Come noto, è principio generale che la prelazione si basi sull'identità di condizioni tra proposta del terzo acquirente e diritto del socio. Tale uguaglianza deve riguardare non solo il prezzo, ma l'intero congegno contrattuale che conduce alla cessione della quota. Il socio titolare della prelazione potrà prevalere sul terzo e pretendere di acquistare la quota solo adeguandosi allo schema contrattuale e a tutte le pattuizioni tra socio cedente e terzo.

Nel caso di specie non pare sussista questa identità di condizioni: a fronte di una fidejussione bancaria chiamata a garantire il pagamento della cessione di credito – questi alla fine pare siano gli accordi definitivi tra socio e terzo -, il socio propone una diversa e, a nostro avviso, meno forte garanzia quale il pegno di quote.

Si pensi, infatti, che il creditore può, in caso di inadempimento, escutere la fidejussione e riscuotere immediatamente – se la garanzia sia stata munita della clausola di prima richiesta – il proprio credito; nel caso del pegno di quota, il creditore dovrà necessariamente procedere esecutivamente sulla quota, senza avere l'immediata certezza di un recupero delle somme a lui dovute.

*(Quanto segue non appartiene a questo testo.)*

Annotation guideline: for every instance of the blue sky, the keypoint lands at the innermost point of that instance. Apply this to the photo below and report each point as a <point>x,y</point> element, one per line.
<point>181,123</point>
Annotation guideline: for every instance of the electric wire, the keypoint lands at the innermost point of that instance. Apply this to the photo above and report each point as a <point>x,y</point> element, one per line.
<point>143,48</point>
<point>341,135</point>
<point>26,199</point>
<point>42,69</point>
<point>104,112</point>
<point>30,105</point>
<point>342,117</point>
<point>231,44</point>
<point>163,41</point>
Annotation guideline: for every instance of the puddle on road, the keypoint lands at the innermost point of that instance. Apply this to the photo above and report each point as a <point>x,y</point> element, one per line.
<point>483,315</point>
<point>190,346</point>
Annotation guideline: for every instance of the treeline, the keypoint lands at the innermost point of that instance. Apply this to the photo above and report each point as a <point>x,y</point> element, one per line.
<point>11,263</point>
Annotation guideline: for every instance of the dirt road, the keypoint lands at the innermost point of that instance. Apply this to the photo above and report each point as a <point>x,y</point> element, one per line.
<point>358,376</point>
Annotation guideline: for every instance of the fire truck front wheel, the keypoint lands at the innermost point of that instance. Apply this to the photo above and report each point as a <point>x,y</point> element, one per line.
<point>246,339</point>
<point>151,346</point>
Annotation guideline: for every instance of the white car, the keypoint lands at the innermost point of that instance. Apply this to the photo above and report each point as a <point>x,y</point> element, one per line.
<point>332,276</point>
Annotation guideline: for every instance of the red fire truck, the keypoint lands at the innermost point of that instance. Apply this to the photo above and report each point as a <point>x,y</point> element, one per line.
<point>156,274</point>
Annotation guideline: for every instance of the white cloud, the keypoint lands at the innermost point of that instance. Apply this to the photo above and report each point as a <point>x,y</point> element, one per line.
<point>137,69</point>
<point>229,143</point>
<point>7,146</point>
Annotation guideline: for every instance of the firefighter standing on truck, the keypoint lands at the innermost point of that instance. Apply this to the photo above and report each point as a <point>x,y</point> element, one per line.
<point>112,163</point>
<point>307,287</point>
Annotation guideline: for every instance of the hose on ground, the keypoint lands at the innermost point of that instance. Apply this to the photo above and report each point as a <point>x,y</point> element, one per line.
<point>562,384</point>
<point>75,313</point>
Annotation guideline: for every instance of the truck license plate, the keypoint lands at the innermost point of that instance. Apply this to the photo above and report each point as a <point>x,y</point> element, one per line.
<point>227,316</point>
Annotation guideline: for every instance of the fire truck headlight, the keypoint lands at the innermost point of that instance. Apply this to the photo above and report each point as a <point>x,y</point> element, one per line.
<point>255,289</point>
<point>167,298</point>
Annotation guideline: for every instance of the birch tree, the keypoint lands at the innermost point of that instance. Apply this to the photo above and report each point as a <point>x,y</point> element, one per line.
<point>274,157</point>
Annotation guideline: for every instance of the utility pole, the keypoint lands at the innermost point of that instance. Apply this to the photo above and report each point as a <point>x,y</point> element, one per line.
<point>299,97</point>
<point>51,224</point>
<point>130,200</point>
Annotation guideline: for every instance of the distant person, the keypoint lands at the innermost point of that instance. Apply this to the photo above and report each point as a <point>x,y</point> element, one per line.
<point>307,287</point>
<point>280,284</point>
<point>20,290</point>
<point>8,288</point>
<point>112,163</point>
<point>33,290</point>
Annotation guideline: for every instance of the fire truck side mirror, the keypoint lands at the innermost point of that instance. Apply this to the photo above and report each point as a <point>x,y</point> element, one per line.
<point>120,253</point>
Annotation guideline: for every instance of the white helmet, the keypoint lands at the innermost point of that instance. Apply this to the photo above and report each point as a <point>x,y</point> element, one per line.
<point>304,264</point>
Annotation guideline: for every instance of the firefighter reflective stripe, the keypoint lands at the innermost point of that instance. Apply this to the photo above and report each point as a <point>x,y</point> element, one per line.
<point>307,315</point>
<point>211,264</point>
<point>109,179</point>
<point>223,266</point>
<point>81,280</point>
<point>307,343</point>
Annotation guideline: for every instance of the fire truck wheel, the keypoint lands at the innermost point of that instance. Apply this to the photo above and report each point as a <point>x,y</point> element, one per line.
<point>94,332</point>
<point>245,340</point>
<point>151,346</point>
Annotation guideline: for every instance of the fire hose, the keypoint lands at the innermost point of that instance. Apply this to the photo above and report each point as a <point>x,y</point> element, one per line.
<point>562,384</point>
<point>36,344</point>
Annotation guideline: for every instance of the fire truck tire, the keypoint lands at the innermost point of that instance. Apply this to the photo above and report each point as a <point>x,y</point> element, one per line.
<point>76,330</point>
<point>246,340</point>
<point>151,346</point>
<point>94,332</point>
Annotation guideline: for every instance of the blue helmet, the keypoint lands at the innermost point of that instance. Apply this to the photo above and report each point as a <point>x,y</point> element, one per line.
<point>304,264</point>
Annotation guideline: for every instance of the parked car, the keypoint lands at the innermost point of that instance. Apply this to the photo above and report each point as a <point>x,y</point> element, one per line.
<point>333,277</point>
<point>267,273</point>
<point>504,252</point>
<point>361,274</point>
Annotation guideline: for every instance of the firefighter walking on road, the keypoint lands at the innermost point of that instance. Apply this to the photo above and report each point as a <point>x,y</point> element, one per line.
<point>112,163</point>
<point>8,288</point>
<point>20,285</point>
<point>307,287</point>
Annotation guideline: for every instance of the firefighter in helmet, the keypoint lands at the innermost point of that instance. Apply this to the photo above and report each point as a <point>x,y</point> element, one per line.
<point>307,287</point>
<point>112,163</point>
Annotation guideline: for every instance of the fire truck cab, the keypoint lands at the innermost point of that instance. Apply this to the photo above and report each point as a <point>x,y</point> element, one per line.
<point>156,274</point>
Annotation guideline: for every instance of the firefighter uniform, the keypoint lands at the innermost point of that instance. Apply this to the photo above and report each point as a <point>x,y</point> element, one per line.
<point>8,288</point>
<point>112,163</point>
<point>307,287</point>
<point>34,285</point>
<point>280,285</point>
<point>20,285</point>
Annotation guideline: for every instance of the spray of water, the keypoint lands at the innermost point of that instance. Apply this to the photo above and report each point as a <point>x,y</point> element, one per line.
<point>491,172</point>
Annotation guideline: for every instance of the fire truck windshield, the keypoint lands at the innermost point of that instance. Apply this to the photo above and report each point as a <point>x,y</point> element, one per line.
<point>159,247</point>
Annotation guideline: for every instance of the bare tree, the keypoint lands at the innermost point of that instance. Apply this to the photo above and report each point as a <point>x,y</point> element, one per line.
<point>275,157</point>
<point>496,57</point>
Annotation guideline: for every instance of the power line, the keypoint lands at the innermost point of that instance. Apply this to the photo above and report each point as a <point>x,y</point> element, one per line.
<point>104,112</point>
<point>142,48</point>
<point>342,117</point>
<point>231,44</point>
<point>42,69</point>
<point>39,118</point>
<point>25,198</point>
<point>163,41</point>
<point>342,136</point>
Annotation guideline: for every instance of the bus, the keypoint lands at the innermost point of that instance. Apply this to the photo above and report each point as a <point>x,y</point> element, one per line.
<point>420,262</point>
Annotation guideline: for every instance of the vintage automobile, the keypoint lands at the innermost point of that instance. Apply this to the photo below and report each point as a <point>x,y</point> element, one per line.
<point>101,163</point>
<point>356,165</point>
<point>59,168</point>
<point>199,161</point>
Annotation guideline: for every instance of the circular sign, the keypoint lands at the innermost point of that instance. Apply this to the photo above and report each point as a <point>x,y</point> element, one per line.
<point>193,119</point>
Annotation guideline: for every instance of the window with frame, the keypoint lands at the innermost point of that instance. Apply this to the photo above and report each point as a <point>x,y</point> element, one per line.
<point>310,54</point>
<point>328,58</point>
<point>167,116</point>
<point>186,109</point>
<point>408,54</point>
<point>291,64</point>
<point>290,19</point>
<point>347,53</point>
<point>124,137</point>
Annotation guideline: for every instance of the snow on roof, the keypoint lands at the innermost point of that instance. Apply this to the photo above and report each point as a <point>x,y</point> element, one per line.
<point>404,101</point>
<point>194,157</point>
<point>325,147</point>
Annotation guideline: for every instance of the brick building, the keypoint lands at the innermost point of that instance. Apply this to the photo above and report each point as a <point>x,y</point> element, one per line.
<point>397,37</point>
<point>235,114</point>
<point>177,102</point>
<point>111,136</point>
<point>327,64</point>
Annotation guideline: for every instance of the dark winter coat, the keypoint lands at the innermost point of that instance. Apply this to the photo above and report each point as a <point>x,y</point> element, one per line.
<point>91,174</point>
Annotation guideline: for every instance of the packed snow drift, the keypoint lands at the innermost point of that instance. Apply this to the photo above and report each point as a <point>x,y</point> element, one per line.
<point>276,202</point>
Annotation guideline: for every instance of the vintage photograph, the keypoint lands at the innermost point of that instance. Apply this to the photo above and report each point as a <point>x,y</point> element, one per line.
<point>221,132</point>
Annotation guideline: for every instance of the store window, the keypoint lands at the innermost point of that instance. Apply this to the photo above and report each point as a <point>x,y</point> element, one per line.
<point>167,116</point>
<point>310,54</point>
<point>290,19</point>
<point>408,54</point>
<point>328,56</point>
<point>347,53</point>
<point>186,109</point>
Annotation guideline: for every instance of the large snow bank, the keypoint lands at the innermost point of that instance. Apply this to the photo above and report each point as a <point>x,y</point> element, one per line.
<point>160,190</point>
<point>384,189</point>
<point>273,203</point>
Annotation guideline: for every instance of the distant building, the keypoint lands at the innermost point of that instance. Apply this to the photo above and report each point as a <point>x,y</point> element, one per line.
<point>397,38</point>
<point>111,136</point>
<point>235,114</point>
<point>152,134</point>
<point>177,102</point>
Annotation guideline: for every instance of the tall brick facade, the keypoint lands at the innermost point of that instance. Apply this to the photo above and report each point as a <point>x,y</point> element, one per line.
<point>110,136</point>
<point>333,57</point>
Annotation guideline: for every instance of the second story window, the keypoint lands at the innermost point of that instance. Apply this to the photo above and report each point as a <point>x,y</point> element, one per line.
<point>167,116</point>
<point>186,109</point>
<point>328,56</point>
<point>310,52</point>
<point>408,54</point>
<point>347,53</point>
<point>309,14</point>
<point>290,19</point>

In questo caso, la nostra impressione è che la non conformità tra lo schema complessivo dell'operazione e la “controproposta” del socio non legittimino quest'ultimo a rendersi acquirente della quota e ad esercitare un eventuale diritto di riscatto contro il terzo che alla fine abbia proceduto all'acquisto.

Anzi tale difformità legittimerebbe il terzo ad un'azione verso il socio cedente qualora quest'ultimo, ritenendosi obbligato, stipuli con il socio supponendo, erroneamente, di adempiere al diritto di prelazione. Peraltro, la segnalata indipendenza delle due situazioni - cessione di quota da una parte e cessione di credito dall'altra – potrebbe consentire di sottoporre all'esercizio del diritto del socio solo quella parte della complessiva negoziazione che effettivamente sarebbe vincolata alla prelazione, ossia la cessione di quota, lasciando libera da ogni vincolo la cessione del credito, ipoteticamente oggetto di una pattuizione a latere. In questo caso, il socio che voglia acquistare la quota non potrebbe esercitare alcun diritto nei confronti della contestuale e solo collegata cessione dei crediti ed il terzo, titolare di un importante credito verso la società, potrebbe trovarsi in una posizione di forza nei confronti della società, tale da dissuadere il socio dall'intento di esercitare la prelazione.

Non si è trascurato, tuttavia, il fatto che la cessione della quota, nell'ipotesi formulata, è stata condizionata anche alla cessione del diritto di credito. Se la condizione è pattuita nell'interesse del cedente ci pare non vi siano problemi ad accedere alla ricostruzione di scindere cessione di quota da cessione di credito: al socio cedente importa solo liberarsi da ogni rapporto verso la società, incamerando immediatamente il valore della quota e ottenendo l'impegno a riscuotere il credito assistito da una garanzia forte quale la fidejussione.

Diversamente, se la condizione sia anche o solo nell'interesse del terzo che intende comunque diventare socio, il mancato acquisto della quota libererà il terzo da ogni volontà ed impegno di acquistare il solo credito. Anche in questo caso, come sempre, occorrerà un'attenta tecnica di redazione del meccanismo condizionale.